Of course, what thread on Hong Kong would be complete without a mention of film director John Woo. Check out the multitude of cop/triad action films made there.

As for Shadowrun, Dunkelzahn's Secrets: Portfolio of a Dragon had a good chunk of game info about Hong Kong as a location. Mostly characterisation and several distinct neighbourhoods, nothing as in depth as the original Seattle sourcebook. No maps though.

Shadows of Asia is currently a "work in progress" and will most likely include Hong Kong. But don't expect anything too soon. I'd reckon next year at the earliest.

Oh, and Lonely Planet is a great source for information to adapt for your campaign. Lots of flavour and detailed information if you've got the willpower to trawl through the data and add a little creative sweat.
QUOTE (toturi @ Aug 23 2004, 08:15 AM)
I have heard that some of the government buildings are designed with geomancy in mind, not just the private civillian ones.

A lot of the buildings are made with geomancy in mind. One particular building, you can see in the pictures with the jagged top that's all black, created a stir of controversy when it was built because of the bad feng-shui it had on the surrounding areas.

One building I saw in the Kowloon side which was really cool, I think it was a modest 40 story building, it had what looked to be a building/house/castle like structure at the top. It reminded me of something similar to the tv cartoon, gargoyles, or something like that. An excellent spot for a run similar to that one run in survival of the fittest. hehe.
Wow, thanks for the replies there loaded with gems of info, please keep them coming.

I noticed that a couple of people bought up expansion projects, so the question is, would HK have expanded over the years or would city have remained the same size?

Also on the cultural side: How would HK have dealt with VITAS, UGE, Globinization, natural diasters and the other things that changed the world?

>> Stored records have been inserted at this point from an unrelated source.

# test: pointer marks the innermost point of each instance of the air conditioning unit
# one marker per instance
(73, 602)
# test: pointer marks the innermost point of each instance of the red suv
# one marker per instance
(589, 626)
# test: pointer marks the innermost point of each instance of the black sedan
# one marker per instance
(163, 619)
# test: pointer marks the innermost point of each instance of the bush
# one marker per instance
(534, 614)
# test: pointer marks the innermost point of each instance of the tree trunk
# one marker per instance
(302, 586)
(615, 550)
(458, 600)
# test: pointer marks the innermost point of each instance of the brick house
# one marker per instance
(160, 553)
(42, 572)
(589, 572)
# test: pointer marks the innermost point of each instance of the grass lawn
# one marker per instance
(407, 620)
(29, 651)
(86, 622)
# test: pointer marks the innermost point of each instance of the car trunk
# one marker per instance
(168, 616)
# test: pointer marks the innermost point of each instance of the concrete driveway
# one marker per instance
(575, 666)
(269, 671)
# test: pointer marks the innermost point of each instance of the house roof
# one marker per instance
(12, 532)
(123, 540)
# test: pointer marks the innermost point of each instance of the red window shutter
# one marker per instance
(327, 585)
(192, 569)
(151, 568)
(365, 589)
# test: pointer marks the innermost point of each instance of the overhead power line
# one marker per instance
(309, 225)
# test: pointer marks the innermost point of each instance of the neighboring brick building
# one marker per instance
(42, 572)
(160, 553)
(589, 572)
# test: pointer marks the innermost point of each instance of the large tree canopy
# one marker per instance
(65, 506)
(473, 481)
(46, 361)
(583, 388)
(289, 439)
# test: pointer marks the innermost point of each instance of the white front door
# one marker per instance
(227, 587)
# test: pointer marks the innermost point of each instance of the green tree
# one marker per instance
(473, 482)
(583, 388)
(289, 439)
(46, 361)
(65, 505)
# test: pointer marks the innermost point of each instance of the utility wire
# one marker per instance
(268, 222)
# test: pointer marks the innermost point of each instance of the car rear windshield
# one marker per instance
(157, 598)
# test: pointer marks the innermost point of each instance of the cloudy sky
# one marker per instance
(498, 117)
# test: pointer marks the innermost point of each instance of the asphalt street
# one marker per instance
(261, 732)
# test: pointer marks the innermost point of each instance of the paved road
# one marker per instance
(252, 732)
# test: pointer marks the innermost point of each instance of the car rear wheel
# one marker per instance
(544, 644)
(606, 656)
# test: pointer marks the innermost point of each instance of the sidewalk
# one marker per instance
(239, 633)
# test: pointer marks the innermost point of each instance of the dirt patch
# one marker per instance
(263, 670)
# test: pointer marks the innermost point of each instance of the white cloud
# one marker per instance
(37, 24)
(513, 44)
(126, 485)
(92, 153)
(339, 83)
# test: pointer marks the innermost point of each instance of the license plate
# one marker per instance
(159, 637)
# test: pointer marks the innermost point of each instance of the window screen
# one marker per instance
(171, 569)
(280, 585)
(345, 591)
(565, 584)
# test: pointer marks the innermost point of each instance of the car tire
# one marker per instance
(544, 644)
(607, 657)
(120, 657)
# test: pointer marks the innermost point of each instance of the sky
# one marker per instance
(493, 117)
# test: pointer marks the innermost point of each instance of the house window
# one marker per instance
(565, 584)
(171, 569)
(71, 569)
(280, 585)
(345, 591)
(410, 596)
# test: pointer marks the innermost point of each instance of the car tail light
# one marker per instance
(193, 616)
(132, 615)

Note: The reason I'm curious is the characters in my game might become Company Man for Wuxing and they will be re-located to HK if they accept the position so I need a crash course in HK. Also theories and conjecture about all the questions are welcome and probably needed sense I doubt that my 1,001 HK questions are all answered in canon.
You could always just have them assigned to some Wuxing site in the current area of the game or something. I'm sure that there are several sites along the Pacific coast, for example.
QUOTE (prettz @ Aug 23 2004, 09:04 AM)
I noticed that a couple of people bought up expansion projects, so the question is, would HK have expanded over the years or would city have remained the same size?

Also on the cultural side: How would HK have dealt with VITAS, UGE, Globinization, natural diasters and the other things that changed the world?

For the first question:
It depends on how the land shortage/price is for the city. If the population is not hit hard by the VITAS plagues and there is still a housing shortage there will be a need for more land space. It's usually easier for the corp to get the permits to buy the cheap mountain or fill in the waters and create new land than to buy up/out the residents of particular buildings and then demolish the building and then build their own stuff, especially in the high rent/commercial areas. Plus, for putting up in the new water or on the new mountains, the buildings you put up gives you magnificient views of the skyline... usually at the expense of the people you're blocking off... biggrin.gif

Over the years, until there's a strong enough backlash, it could end up with the narrowing between the HK island and the Kowloon peninsula to the point where it's literally a stone's throw across. But if that is to happen, I can see lots of public and environmental backlash. Plus, it can be bad for certain businesses like tourist and shipping. The magnificient skyline view getting marred is bad for lots of businesses and the ever shrinking size of the channel is bad for the boats. As it is, I heard there is a noticeable increase in the water flow caused by the decreasing size (kinda like shrinking the pipe diameter would have an increase in water flowrate if you have the same volume of water coursing through). And shipping is a big business for the city of Hong Kong. There are large areas for the shipping terminals that you can see as you drive through the city (driving is another interesting venture, they drive on the left and they love the traffic circles... indifferent.gif).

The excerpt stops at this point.